🤖 AI Summary
Rapid scientific knowledge evolution causes static evaluation benchmarks to become outdated, hindering accurate assessment of domain-specific language model capabilities.
Method: This paper introduces a scalable, modular multiple-choice question (MCQ) generation framework for radiology and cancer biology, leveraging distilled GPT-4.1 reasoning traces as retrieval sources—novel in scientific QA generation. Integrated with PDF parsing, semantic chunking, and automated question-answer synthesis, the framework implements a retrieval-augmented generation (RAG) pipeline.
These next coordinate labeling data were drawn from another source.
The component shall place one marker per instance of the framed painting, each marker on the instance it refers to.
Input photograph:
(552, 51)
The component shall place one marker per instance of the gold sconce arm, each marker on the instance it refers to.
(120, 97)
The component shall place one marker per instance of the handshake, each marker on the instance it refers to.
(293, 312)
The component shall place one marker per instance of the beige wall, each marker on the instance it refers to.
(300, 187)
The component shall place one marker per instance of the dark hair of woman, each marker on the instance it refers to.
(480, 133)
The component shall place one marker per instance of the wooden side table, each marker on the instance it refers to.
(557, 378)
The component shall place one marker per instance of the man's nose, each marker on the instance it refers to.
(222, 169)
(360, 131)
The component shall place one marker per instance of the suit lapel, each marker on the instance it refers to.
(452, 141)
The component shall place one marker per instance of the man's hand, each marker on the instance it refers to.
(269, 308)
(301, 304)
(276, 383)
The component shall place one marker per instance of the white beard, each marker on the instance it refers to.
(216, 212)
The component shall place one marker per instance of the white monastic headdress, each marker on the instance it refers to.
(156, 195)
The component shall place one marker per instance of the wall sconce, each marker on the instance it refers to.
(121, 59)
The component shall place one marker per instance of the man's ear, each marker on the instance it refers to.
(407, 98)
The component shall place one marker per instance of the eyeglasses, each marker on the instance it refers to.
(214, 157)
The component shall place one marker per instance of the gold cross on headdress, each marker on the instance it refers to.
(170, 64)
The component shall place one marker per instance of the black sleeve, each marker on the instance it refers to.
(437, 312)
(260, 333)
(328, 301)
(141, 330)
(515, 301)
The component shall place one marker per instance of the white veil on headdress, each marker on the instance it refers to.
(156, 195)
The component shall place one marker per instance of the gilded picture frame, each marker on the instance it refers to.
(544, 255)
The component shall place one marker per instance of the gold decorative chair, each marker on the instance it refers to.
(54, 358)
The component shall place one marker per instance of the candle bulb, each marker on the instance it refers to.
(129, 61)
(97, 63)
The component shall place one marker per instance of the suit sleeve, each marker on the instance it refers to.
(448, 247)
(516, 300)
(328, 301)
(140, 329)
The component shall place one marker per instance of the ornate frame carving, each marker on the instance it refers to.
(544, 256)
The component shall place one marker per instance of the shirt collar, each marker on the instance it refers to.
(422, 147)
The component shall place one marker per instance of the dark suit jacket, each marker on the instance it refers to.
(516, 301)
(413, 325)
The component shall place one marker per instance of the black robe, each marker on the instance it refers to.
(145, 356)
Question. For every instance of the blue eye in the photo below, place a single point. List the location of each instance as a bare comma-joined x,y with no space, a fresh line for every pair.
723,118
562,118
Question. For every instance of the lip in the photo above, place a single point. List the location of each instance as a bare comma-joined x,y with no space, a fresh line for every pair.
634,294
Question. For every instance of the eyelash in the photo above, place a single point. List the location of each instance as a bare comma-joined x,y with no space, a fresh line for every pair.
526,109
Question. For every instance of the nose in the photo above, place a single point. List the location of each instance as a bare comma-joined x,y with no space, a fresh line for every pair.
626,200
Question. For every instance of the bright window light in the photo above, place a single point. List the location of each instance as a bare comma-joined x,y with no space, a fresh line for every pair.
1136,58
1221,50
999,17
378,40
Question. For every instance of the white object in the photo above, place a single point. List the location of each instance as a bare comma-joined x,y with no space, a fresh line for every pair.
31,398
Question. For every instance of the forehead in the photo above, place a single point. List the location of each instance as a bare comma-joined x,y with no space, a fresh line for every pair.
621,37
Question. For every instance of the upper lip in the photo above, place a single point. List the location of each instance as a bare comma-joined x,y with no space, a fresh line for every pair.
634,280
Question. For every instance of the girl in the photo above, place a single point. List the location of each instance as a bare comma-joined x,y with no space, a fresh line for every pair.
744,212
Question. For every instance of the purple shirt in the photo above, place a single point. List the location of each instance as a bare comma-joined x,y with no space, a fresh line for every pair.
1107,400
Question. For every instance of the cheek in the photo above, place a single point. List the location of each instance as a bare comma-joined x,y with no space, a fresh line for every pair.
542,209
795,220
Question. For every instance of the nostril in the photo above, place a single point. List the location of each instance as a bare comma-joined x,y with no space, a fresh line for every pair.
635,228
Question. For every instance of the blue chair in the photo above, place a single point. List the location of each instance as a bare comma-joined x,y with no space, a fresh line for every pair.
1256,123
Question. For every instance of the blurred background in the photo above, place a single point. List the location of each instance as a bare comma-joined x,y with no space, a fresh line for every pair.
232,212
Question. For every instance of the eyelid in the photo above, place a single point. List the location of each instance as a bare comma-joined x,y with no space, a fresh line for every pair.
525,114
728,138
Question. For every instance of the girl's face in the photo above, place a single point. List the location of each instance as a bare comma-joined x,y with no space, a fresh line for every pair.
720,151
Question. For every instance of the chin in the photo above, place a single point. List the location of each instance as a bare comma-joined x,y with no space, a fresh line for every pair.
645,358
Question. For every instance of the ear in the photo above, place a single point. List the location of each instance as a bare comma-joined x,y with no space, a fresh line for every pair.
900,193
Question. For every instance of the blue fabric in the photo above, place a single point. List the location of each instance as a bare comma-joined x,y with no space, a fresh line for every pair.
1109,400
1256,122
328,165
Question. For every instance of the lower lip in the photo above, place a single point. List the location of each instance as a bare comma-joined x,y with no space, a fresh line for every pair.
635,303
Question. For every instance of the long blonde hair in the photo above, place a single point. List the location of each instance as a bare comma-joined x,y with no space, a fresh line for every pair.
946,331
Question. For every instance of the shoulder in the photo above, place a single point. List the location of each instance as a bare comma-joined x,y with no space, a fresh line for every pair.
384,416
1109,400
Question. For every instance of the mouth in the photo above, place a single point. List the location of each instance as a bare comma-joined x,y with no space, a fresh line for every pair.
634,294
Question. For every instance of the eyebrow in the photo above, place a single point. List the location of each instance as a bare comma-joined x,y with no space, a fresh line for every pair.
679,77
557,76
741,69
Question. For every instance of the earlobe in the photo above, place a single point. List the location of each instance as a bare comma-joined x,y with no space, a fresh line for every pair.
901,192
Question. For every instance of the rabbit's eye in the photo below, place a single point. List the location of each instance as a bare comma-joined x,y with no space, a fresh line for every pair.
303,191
Contribution/Results: It generates over 16,000 high-quality, expert-validated MCQs, rigorously evaluated via both expert annotation and synthetic benchmarking. Experiments demonstrate that reasoning-trace–driven retrieval substantially enhances performance of small-parameter models, with several outperforming GPT-4 on domain-specific professional examinations. This work establishes a new paradigm for dynamically updating scientific evaluation benchmarks and enabling efficient domain adaptation of lightweight language models.
📝 Abstract
As scientific knowledge grows at an unprecedented pace, evaluation benchmarks must evolve to reflect new discoveries and ensure language models are tested on current, diverse literature. We propose a scalable, modular framework for generating multiple-choice question-answering (MCQA) benchmarks directly from large corpora of scientific papers. Our pipeline automates every stage of MCQA creation, including PDF parsing, semantic chunking, question generation, and model evaluation. As a case study, we generate more than 16,000 MCQs from 22,000 open-access articles in radiation and cancer biology. We then evaluate a suite of small language models (1.1B-14B parameters) on these questions, comparing baseline accuracy with retrieval-augmented generation (RAG) from paper-derived semantic chunks and from reasoning traces distilled from GPT-4.1. We find that reasoning-trace retrieval consistently improves performance on both synthetic and expert-annotated benchmarks, enabling several small models to surpass GPT-4 on the 2023 Astro Radiation and Cancer Biology exam.